Yang lebih memprihatinkan, kelangkaan di tingkat pangkalan justru mendorong masyarakat membeli minyak tanah dari pengecer dengan harga yang jauh lebih tinggi. Ketika harga di pengecer mencapai sekitar Rp12.000 per liter, tujuan utama pemberian subsidi menjadi tereduksi. Masyarakat yang seharusnya memperoleh perlindungan justru harus menanggung beban tambahan akibat lemahnya kepastian distribusi.
Situasi ini menuntut perhatian serius dari PT Pertamina Patra Niaga dan BPH Migas sebagai lembaga yang memiliki kewenangan dalam pengawasan distribusi BBM dan bahan bakar bersubsidi. Evaluasi menyeluruh perlu dilakukan untuk memastikan alokasi yang ditetapkan benar-benar sampai ke pangkalan sesuai jadwal dan volume yang telah ditentukan.
Kini keresahan itu bertambah. Kenaikan harga BBM pada Rabu, 10 Juni 2026, memunculkan kekhawatiran baru di tengah masyarakat Pulau Taliabu. Ketika pasokan minyak tanah subsidi belum stabil, setiap kenaikan biaya energi berpotensi menimbulkan efek berantai terhadap harga kebutuhan pokok dan biaya hidup masyarakat. Negara tidak boleh membiarkan warga menghadapi beban ganda: kelangkaan subsidi di satu sisi dan meningkatnya biaya ekonomi di sisi lain. Justru pada saat seperti inilah kehadiran pemerintah dan efektivitas pengawasan distribusi energi diuji di hadapan publik.
Pemerintah daerah melalui Disperindagkop juga perlu memperkuat pengawasan lapangan. Administrasi serah terima antara agen dan pangkalan harus terdokumentasi dengan baik, sehingga setiap pergerakan distribusi dapat ditelusuri dan diawasi. Langkah ini penting untuk mencegah potensi penyimpangan, penimbunan, maupun distribusi yang tidak sesuai peruntukan.
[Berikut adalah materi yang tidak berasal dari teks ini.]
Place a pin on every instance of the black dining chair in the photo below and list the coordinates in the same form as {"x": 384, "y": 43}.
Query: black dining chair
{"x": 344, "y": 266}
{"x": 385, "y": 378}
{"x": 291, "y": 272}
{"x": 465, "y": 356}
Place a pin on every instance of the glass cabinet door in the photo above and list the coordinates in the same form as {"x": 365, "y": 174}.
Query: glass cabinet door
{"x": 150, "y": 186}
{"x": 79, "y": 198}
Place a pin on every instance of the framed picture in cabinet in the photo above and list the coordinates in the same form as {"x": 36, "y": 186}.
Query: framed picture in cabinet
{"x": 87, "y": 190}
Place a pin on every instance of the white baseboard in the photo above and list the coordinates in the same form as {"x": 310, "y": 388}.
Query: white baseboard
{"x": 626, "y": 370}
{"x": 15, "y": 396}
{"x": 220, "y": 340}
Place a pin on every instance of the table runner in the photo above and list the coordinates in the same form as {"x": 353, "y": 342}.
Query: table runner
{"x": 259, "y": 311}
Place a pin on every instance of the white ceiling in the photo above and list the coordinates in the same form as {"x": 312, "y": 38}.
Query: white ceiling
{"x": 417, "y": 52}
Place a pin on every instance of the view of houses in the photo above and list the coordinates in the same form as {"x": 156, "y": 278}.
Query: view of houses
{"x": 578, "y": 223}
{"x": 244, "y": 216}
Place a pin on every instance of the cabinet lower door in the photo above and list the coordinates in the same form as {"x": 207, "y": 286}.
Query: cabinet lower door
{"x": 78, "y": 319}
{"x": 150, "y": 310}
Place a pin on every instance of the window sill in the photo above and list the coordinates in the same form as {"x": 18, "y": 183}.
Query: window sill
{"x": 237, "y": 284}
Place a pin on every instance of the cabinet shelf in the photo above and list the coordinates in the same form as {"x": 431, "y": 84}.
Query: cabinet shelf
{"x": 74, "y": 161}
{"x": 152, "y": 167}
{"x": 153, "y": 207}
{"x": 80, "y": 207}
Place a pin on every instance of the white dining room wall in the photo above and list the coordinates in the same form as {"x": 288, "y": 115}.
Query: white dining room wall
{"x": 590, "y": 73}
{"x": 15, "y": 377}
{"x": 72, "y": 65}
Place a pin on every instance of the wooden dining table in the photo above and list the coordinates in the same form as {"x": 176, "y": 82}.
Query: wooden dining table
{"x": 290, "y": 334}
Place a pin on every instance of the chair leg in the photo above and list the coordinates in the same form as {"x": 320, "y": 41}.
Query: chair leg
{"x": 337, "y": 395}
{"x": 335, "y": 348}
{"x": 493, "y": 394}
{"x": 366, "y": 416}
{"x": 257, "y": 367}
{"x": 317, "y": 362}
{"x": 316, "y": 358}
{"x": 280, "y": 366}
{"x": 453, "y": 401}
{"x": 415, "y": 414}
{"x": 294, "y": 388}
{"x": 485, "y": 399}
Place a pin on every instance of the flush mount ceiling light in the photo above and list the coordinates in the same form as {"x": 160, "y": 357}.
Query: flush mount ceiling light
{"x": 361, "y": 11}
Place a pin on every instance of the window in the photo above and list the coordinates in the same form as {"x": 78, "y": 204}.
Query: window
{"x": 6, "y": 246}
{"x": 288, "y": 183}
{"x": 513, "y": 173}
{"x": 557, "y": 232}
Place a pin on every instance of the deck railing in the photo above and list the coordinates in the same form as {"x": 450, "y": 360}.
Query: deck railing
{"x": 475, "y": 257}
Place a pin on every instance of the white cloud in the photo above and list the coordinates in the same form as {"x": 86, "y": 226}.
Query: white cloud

Selain itu, pengawasan jalur distribusi laut juga perlu diperkuat. Aparat terkait, termasuk unsur kepolisian perairan, memiliki peran strategis untuk memastikan minyak tanah subsidi yang diperuntukkan bagi masyarakat Pulau Taliabu tidak keluar dari jalur distribusi resmi atau berpindah ke pihak yang tidak berhak.
Pada akhirnya, masyarakat tidak membutuhkan polemik berkepanjangan. Yang mereka butuhkan adalah kepastian. Kepastian bahwa minyak tanah subsidi tersedia saat dibutuhkan, dijual sesuai harga yang ditetapkan, dan disalurkan kepada mereka yang memang berhak menerimanya.
PT Fichaldy Sula Star, PT Pertamina Patra Niaga, BPH Migas, pemerintah daerah, dan seluruh pemangku kepentingan memiliki tanggung jawab yang sama untuk menjawab keresahan tersebut. Sebab subsidi energi pada hakikatnya adalah hak rakyat. Negara tidak boleh membiarkan hak itu terhambat oleh lemahnya tata kelola distribusi.